AMR Research's top-ranked supply chain this year is a company whose retail stores have almost no physical inventory on site.
The lesson from this year's AMR Research Supply Chain Top 25 report: Build and deliver
Companies that want to emulate Apple, and the other 24 companies on the list, must approach supply chain management (SCM) more as a way to add value than a way to cut costs. Apple, and the other top supply chains – Nokia ranked second, Dell third – balance innovation and operational excellence. They are demand-driven, meaning that they sense demand, shape it and orchestrate a profitable response, according to Debra Hofman, research director at Boston-based AMR.
"The movement toward the content economy is critical," said Hofman, who co-authored the report. "[Companies need to move] toward that model where demand is not just a given but something you manage and negotiate, and, in Apple's case, create and orchestrate that response to it."
According to SAP, 14 of the companies on the list, including Apple and Nokia, are end-to-end users, or very close to it, of SAP SCM.
AMR has been ranking the supply chains of Fortune 500 retailers, manufacturers and distributors for four years. The companies are ranked based on their financials – return on asset, inventory turns and revenue growth – as well as opinions of peers and AMR researchers on how closely their demand-driven supply networks fit the AMR ideal.
None of these companies has perfected the model yet, Hofman said, but they are leaders in applying demand-driven principles of integrating supply, demand and product management.
According to the report, the defining characteristics of ideal demand-driven supply chains are managing demand, not just responding to it. There is a networked, not linear, approach to global supply, and they have an ability to embed innovation in operations, rather than just keeping it isolated in a laboratory.
What works for Apple isn't going to work for everyone, Hofman said. But companies should take lessons from all those who made the Top 25 this year, including consistent frontrunners Nokia, Procter & Gamble, IBM, Wal-Mart and Toyota, as well as newcomers like Sony Ericsson, oilfield services supplier Schlumberger, and supermarket operator Royal Ahold.
"I don't think everybody can do what Apple does," she said. "Apple is just sort of the epitome of the content economy. I think what you are seeing and will see [is that] companies can incorporate portions of that into what they do."
Key to this is SCM that starts with the customer experience.
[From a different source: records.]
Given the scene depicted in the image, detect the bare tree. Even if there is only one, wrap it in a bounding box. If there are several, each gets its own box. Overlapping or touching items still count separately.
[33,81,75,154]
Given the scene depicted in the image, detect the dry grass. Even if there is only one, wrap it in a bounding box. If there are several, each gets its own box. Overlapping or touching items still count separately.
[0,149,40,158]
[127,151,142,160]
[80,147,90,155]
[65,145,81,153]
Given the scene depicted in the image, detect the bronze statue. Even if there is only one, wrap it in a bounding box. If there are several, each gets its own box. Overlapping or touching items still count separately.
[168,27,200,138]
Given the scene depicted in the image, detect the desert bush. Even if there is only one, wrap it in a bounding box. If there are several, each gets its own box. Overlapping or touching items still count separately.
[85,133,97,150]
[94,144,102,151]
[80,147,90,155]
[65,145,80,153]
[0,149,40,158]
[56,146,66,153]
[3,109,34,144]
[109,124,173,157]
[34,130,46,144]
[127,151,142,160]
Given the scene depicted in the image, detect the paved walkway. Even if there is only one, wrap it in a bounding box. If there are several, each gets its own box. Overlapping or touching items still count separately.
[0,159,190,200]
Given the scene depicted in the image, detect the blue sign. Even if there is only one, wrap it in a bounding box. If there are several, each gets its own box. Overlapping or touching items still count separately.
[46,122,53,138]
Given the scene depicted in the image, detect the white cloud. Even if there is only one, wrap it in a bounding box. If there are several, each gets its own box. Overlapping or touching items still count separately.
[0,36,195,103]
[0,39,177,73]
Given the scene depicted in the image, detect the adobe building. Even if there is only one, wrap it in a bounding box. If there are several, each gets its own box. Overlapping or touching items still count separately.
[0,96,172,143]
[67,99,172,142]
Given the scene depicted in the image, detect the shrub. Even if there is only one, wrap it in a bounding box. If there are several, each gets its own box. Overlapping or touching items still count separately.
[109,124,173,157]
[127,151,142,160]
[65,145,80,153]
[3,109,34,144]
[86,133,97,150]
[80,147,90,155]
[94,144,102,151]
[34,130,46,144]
Ask yourself, Hofman said, how the product fits in with the totality of what a customer needs, what your customer experience is, and how you fit into that.
She points to several examples. Best Buy, ranked 14th, acquired Geek Squad and added an in-house installation service. Cisco, ranked 8th, has moved from selling routers to selling software and solutions as well. For example, Cisco's purchase of WebEx allows it to sell the software for the conferencing hardware it sells.
"I think that's the kind of direction you'll see a lot of companies moving in," Hofman said. "Expanding their footprint further into the supply market -- expand around total solutions instead of just physical products."
Obviously, having a strong end-to-end supply chain management system is key to making the list. SAP plays the same role in this as many other vendors do, Hofman said.
SAP SCM customers on the list include Apple, Nokia, Procter & Gamble, IBM, Samsung Electronics, Anheuser-Busch, PepsiCo, The Coca-Cola Company, Nike, Walt Disney, Hewlett-Packard, Johnson & Johnson, Lockheed Martin and Johnson Controls, according to SAP.
"I think it's the role we would expect any end-to-end system to play," she said. "Provide end-to-end support across the supply chain, enable an end-to-end supply chain strategy."